The U.S. Supreme Court gave us a resounding victory for freedom when it decided New York State Rifle & Pistol Association v. Bruen in 2022. The decision affirmed that our Second Amendment rights do not cease to exist at our front doors. It also voided numerous unconstitutional policies that were in place before the ruling; nevertheless, opponents of our Second Amendment-protected freedom have not given up.

“The U.S. Supreme Court declared New York’s ‘good-cause’ requirement for the right to bear arms outside the home unconstitutional, but the struggle for freedom is hardly over,” wrote Stephen Halbrook, a constitutional attorney, for America’s 1st Freedom at the time.

Halbrook’s words were, indeed, prophetic, as the actions by anti-gun politicians since Bruen have been desperate, unconstitutional and rebellious toward the high court.

Last July in Massachusetts, Gov. Maura Healey (D) signed legislation that the NRA Institute for Legislative Action (ILA) has said is “one of the most-extreme gun-control bills in the country.” Healey then used an “emergency preamble” to force it into effect without any input from citizens of the Bay State.

“With the swipe of a pen, Governor Healey has shamelessly circumvented Massachusetts’ political process and expedited the effective date of her radical gun-control law in the Commonwealth. This extreme law will not go unchecked, and the NRA will be launching a challenge to restore the rights guaranteed to Bay Staters by the U.S. Constitution,” said Randy Kozuch, executive director of NRA-ILA.

At the start of the year, the Hawaii State Supreme Court thumbed its nose at the U.S. Supreme Court by claiming the “Spirit of Aloha” is a legal rationale that trumps the high court.

“The spirit of Aloha clashes with a federally mandated lifestyle that lets citizens walk around with deadly weapons during day-to-day activities,” said the Hawaii State Supreme Court decision. “Article I, section 17 of the Hawaii Constitution mirrors the Second Amendment to the United States Constitution,” says the decision. “We read those words differently than the current United States Supreme Court. We hold that in Hawaii there is no state constitutional right to carry a firearm in public.”

The Hawaiian court went on to argue that the Bruen precedent is somehow outdated—despite being decided in 2022. 
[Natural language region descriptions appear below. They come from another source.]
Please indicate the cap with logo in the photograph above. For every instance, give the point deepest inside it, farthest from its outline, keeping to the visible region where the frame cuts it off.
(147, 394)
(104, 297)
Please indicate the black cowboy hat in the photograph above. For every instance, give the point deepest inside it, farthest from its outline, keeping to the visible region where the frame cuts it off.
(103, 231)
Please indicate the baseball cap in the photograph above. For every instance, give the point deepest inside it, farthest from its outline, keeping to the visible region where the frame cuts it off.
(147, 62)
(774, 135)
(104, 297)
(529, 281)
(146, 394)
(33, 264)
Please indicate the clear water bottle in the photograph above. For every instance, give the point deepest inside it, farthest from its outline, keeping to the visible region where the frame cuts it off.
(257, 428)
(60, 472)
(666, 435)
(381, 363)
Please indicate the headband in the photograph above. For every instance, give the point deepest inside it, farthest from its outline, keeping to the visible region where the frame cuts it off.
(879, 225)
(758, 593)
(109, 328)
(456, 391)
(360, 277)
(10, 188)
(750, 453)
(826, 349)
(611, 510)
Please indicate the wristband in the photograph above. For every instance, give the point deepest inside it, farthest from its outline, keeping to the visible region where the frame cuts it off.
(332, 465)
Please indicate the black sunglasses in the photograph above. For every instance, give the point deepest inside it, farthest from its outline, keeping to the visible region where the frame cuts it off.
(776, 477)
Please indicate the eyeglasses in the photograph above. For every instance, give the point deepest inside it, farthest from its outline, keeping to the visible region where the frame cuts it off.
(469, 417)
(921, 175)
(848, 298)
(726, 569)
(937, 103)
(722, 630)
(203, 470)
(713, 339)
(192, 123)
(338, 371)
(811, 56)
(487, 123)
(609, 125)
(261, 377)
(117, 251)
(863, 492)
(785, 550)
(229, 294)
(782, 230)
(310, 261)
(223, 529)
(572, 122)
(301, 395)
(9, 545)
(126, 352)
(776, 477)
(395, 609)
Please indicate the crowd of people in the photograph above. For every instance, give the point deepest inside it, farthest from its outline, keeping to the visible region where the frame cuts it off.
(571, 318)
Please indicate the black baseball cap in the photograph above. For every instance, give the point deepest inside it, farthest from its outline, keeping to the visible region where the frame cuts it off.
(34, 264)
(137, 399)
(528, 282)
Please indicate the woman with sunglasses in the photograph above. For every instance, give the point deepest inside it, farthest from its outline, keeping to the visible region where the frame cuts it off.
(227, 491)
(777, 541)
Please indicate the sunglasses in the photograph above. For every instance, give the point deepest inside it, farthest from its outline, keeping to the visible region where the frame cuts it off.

Meanwhile in California, lawmakers passed new legislation that would have, among other things, banned Californians—even those with hard-to-obtain concealed-carry permits—from carrying concealed firearms in more than two dozen places, such as churches, banks, hospitals, and on public transportation. All of this stands in direct opposition to Bruen; as a result, U.S. District Judge Cormac Carney called it “sweeping, repugnant to the Second Amendment, and openly defiant of the Supreme Court.”

After a lot of legal wrangling, the injunction blocking the legislation from going into effect was put back in place. But the legal battles are hardly over; indeed, California Gov. Gavin Newsom has openly floated the idea of adding a 28th Amendment to the Constitution that would effectively gut the Second Amendment.

Before California acted, New York openly defied the Bruen decision by passing, among many other infringements, “sensitive-place” restrictions that ban citizens from lawfully carrying concealed in much of the state.

Supreme Court Justice Clarence Thomas foresaw this when authoring the opinion in Bruen: “Put simply, there is no historical basis for New York to effectively declare the island of Manhattan a ‘sensitive place’ simply because it is crowded and protected generally by the New York City Police Department.”

Nevertheless, this is what New York and a handful of other states effectively did. Legislators in New Jersey, Illinois and several other states have also passed expansive sensitive-place restrictions on this constitutional right. In each, the NRA has been ready to challenge them and make sure that your Second Amendment rights are protected.

So, as we reach the end of 2024, it is clear that the struggle for our freedom is continuing.